Survey feedback will show you the good and the bad in your organization. Though you may want to only share positive responses, you’ll be better off being completely candid about all the feedback you receive.

We found in our Employee Engagement research that there is an incredible correlation between employees’ self-reported happiness and management transparency. Also remarkable is research from labor scholar Warren Bennis. In his recent book, he cites a 2005 study finding that the top 27 companies considered "most transparent" beat the S&P 500 by 11.3%.

Sharing data from surveys is a simple way to demonstrate transparency and to start engaging employees. It demonstrates an openness to tackle even the toughest of questions and address even the most minute employee concern.


The traditional employee survey happened every year, took up to an hour to complete, and often took months for a manager to review. Given how vital employee engagement levels are for an organization, this approach only hurts your business.

With the advent of online surveys, this issue can disappear. Lightweight, automated surveys allow for extremely fast answer collection, meaning you can begin analyzing results quickly and begin sharing them with your team.

Stay committed to a regular sharing timeline, and keep yourself accountable by publicizing this timeline when you first introduce your employees to the survey (see an example of this introductory email in Chapter 1).


To effectively share survey results, you’ll need to present findings in a way that allows employees to easily understand those findings. Follow our four steps outlined below to get your employees on board and part of the process.


  1. Prescreen results: Review all data ahead of time to make sure it doesn’t reveal information that’s embarrassing or offensive to another employee.

  2. Set it so you don’t forget it: Make sure to set up a convenient time to review survey data when most, if not all, participants can gather and discuss the findings.

  3. Transparent conversation: Use the findings to begin a healthy discussion of problems, not a jumping-off point for accusations or witch-hunting. One good way to initiate this is to discuss all the good points highlighted in the feedback and recognition portion.

  4. Determine next steps: Be sure to create an action plan to follow up on issues.

Leaders who follow this process regularly may find it challenging at first but will see changes rather quickly. Like changing eating habits or exercise, doing something new feels like a burden at first. But increasing collaboration, transparency, and communication in a regular, visible way transforms company culture.

Client: Leading advertising technology company
Challenge: How best to engage employees to collaboratively solve issues

Story: A B2B agency focused on optimizing digital media placements wanted to make sure that employees were truly on board with regularly providing survey feedback. As a small company, our client was especially invested in retaining employees because it knew that losing any given person would be a major blow to the organization.

After educating its staff about the process and what to expect, our client created a biweekly company lunch in which survey feedback was shared.

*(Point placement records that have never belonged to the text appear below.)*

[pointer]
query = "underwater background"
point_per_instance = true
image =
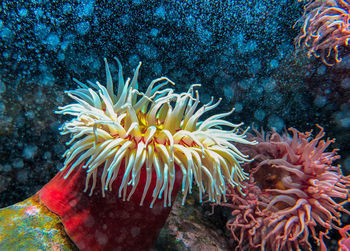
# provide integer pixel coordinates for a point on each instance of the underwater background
(242, 51)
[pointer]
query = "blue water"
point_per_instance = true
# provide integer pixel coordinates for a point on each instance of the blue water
(242, 51)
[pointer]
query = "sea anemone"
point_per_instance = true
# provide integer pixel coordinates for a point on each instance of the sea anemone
(325, 28)
(294, 193)
(145, 146)
(144, 130)
(344, 242)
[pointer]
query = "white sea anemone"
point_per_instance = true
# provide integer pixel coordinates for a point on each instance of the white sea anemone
(158, 131)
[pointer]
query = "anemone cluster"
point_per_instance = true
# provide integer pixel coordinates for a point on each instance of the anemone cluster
(295, 193)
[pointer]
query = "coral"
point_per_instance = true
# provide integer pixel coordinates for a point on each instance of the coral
(325, 29)
(293, 193)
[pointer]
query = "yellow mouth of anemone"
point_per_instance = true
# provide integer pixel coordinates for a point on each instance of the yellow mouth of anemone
(153, 131)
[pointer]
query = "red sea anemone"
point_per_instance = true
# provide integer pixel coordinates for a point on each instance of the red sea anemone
(325, 28)
(292, 196)
(130, 152)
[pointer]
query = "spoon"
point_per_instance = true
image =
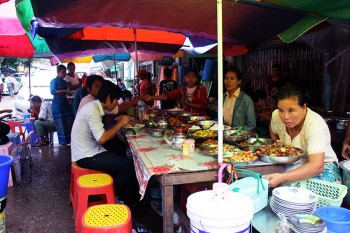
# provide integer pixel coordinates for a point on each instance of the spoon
(257, 141)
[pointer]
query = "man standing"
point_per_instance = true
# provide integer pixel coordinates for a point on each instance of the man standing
(88, 136)
(44, 124)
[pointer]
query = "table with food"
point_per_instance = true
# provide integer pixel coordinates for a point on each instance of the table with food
(157, 145)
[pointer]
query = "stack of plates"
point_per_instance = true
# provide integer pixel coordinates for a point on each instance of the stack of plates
(290, 201)
(305, 223)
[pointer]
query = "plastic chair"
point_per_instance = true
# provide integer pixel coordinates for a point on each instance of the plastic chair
(100, 185)
(13, 125)
(76, 172)
(113, 218)
(23, 162)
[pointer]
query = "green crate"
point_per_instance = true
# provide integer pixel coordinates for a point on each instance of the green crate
(329, 194)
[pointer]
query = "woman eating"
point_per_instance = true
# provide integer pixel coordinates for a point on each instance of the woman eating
(238, 106)
(297, 125)
(193, 95)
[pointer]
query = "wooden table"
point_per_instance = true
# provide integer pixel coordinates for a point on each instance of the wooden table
(152, 156)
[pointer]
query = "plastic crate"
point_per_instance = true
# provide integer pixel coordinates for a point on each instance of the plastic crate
(256, 189)
(329, 194)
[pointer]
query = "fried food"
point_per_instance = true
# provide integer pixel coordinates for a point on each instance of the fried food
(241, 156)
(279, 149)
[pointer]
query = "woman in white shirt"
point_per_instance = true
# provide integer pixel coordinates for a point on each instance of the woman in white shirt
(297, 125)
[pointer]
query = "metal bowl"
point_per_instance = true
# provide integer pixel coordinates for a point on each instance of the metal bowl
(251, 147)
(279, 159)
(205, 124)
(231, 136)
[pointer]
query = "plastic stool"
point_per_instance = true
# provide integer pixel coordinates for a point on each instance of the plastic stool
(76, 172)
(188, 189)
(91, 185)
(113, 218)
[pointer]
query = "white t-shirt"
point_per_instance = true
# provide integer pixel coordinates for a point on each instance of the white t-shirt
(87, 130)
(314, 136)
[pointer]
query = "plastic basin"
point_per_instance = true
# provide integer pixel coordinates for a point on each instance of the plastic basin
(337, 218)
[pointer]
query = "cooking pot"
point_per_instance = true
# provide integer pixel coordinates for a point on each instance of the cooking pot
(345, 165)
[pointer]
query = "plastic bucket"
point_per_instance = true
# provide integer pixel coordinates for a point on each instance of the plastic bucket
(337, 218)
(5, 163)
(221, 216)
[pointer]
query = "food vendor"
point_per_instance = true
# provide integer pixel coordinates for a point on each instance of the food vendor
(295, 124)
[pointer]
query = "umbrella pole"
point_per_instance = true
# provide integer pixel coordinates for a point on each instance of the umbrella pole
(137, 58)
(30, 86)
(220, 81)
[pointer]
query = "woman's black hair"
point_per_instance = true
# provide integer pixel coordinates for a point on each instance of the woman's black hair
(292, 91)
(259, 95)
(234, 70)
(36, 99)
(199, 78)
(109, 89)
(91, 79)
(60, 68)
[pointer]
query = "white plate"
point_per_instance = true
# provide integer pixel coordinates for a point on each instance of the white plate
(295, 195)
(136, 127)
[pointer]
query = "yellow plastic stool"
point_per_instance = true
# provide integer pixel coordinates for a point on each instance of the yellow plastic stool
(91, 185)
(107, 218)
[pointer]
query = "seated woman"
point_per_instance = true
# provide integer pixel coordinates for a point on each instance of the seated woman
(238, 106)
(193, 95)
(295, 124)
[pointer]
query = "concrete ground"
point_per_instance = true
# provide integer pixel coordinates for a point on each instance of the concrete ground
(42, 205)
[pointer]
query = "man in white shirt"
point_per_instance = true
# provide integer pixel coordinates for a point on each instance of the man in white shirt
(88, 136)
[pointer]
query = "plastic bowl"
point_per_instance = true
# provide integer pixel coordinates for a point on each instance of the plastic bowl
(337, 218)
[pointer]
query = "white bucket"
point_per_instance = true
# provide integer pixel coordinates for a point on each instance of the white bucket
(232, 215)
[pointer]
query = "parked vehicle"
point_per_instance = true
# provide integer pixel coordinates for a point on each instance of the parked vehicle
(40, 85)
(15, 87)
(19, 77)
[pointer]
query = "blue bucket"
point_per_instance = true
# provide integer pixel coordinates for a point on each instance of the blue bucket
(5, 163)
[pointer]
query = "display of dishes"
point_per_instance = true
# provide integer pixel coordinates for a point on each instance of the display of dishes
(205, 124)
(213, 149)
(233, 136)
(135, 127)
(202, 133)
(248, 145)
(279, 153)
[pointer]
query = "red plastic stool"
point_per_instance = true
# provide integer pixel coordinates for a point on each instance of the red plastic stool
(89, 186)
(75, 173)
(113, 218)
(188, 189)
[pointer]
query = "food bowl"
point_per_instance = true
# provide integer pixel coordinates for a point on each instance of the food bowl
(204, 124)
(157, 133)
(135, 127)
(279, 159)
(279, 153)
(247, 145)
(233, 136)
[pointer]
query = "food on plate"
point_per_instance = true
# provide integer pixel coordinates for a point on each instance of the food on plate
(226, 148)
(210, 142)
(204, 133)
(173, 121)
(195, 127)
(280, 149)
(241, 156)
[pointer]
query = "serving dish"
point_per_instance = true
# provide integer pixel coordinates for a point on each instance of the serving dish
(248, 145)
(204, 124)
(135, 127)
(279, 153)
(233, 136)
(201, 133)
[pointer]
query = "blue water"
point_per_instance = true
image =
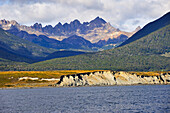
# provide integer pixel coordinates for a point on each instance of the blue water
(128, 99)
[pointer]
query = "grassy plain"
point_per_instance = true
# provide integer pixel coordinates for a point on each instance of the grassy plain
(10, 79)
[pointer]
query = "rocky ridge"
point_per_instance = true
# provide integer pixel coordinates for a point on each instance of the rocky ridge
(93, 31)
(102, 78)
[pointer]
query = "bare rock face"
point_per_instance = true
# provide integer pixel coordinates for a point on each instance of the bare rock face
(102, 78)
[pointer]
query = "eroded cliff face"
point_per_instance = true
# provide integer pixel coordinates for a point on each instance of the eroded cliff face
(102, 78)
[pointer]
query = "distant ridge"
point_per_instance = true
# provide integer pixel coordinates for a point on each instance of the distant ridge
(149, 28)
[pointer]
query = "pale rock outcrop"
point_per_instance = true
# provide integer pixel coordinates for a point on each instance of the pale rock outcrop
(101, 78)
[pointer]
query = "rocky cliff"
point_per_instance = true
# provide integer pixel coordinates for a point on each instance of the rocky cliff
(102, 78)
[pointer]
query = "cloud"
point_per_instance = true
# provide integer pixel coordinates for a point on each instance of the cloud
(123, 14)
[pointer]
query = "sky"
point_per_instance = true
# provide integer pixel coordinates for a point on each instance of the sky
(123, 14)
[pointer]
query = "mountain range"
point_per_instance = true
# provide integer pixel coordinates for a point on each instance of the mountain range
(98, 32)
(147, 50)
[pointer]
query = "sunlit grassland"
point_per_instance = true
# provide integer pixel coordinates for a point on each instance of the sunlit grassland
(10, 78)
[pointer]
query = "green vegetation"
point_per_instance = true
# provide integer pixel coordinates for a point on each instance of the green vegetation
(141, 55)
(10, 78)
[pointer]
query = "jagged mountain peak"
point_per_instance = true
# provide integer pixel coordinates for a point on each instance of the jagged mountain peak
(138, 28)
(98, 20)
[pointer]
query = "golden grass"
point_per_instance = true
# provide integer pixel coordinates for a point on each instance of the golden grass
(10, 78)
(156, 73)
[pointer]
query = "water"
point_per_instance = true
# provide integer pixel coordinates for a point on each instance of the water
(148, 98)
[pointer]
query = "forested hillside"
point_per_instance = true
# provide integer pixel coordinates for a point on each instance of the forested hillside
(144, 54)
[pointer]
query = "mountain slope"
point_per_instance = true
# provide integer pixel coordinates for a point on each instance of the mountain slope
(21, 46)
(59, 54)
(77, 42)
(93, 31)
(149, 28)
(144, 54)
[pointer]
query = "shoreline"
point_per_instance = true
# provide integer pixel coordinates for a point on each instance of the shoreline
(15, 88)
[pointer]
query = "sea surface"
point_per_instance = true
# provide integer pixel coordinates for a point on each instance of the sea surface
(121, 99)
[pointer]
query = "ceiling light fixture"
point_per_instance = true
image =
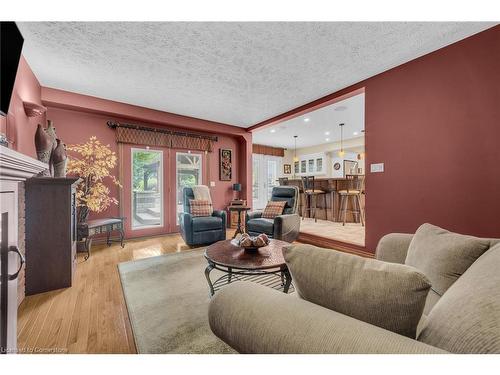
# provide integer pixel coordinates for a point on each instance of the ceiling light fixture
(341, 152)
(295, 158)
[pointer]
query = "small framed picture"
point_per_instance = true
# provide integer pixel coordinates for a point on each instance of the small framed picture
(226, 164)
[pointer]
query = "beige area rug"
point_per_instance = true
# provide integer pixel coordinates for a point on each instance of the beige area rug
(167, 300)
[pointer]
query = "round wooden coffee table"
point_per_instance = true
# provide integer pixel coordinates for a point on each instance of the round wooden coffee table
(265, 266)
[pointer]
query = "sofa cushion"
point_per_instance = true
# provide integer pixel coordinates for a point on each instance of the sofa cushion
(200, 207)
(388, 295)
(466, 319)
(442, 255)
(261, 225)
(203, 223)
(273, 209)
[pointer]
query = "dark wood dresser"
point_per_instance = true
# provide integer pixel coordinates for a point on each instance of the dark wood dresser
(50, 233)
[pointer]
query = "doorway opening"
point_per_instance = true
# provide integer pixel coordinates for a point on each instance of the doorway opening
(327, 146)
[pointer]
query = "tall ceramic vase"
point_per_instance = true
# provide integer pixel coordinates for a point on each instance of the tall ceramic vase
(59, 159)
(44, 144)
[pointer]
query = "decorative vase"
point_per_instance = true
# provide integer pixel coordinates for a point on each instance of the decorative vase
(43, 145)
(59, 159)
(51, 131)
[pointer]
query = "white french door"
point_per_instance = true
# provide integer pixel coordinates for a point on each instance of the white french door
(265, 172)
(188, 172)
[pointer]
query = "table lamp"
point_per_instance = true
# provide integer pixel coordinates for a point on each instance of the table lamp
(236, 188)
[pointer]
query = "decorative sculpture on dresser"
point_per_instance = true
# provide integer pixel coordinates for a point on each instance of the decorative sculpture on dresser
(50, 150)
(59, 159)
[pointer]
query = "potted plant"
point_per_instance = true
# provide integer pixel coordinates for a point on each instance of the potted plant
(92, 162)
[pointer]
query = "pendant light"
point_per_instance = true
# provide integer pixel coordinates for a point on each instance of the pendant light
(295, 158)
(341, 152)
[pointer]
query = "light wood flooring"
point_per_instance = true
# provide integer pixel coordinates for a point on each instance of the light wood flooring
(351, 233)
(91, 316)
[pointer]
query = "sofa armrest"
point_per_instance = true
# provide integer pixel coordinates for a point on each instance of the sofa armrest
(222, 215)
(256, 319)
(287, 227)
(393, 247)
(252, 215)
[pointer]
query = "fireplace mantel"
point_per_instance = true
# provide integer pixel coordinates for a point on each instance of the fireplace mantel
(15, 166)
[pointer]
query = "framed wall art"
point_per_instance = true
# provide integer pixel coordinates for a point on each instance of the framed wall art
(225, 164)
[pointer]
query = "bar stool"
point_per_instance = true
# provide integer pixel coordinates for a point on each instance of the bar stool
(311, 195)
(355, 187)
(283, 181)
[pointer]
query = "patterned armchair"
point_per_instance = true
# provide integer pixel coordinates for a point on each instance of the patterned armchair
(201, 230)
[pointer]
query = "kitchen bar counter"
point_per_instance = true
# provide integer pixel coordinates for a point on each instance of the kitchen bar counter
(328, 185)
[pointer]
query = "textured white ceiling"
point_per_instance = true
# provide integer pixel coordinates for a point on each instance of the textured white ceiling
(235, 73)
(350, 112)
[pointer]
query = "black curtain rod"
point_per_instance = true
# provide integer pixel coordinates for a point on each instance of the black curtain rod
(114, 125)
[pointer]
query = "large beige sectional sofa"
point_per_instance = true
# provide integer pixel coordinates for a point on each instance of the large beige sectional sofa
(432, 292)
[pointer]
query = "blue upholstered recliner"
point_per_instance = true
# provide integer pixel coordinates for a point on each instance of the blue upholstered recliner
(201, 230)
(285, 227)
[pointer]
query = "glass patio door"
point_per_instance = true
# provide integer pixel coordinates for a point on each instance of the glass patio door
(265, 171)
(188, 172)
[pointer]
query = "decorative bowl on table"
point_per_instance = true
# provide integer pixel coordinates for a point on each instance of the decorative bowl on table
(250, 243)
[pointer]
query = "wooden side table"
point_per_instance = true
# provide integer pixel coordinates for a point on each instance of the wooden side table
(233, 215)
(239, 210)
(99, 226)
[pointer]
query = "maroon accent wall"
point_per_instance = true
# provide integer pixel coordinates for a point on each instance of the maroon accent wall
(77, 117)
(435, 123)
(19, 128)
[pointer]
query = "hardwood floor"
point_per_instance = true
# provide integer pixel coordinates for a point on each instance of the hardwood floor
(91, 316)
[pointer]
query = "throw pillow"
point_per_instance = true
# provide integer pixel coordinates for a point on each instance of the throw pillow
(443, 256)
(200, 207)
(467, 318)
(273, 209)
(388, 295)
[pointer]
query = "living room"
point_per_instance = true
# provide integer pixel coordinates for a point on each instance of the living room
(239, 187)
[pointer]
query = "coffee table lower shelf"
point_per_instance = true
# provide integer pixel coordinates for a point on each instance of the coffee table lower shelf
(276, 280)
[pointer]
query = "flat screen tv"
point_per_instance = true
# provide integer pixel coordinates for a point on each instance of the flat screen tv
(11, 44)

Interestingly, rather than always leading the discussion, our client’s CEO made sure that a team member was chosen every week to read the survey results and guide the team’s discussion. By empowering employees to be actively part of the process, our client was able to not just get employees to respond regularly to surveys but also take an active role in developing and implementing improvements based on survey feedback. At the end of the day, it’s not the CEO’s culture but everyone’s culture, so reinforce that even in how you discuss feedback.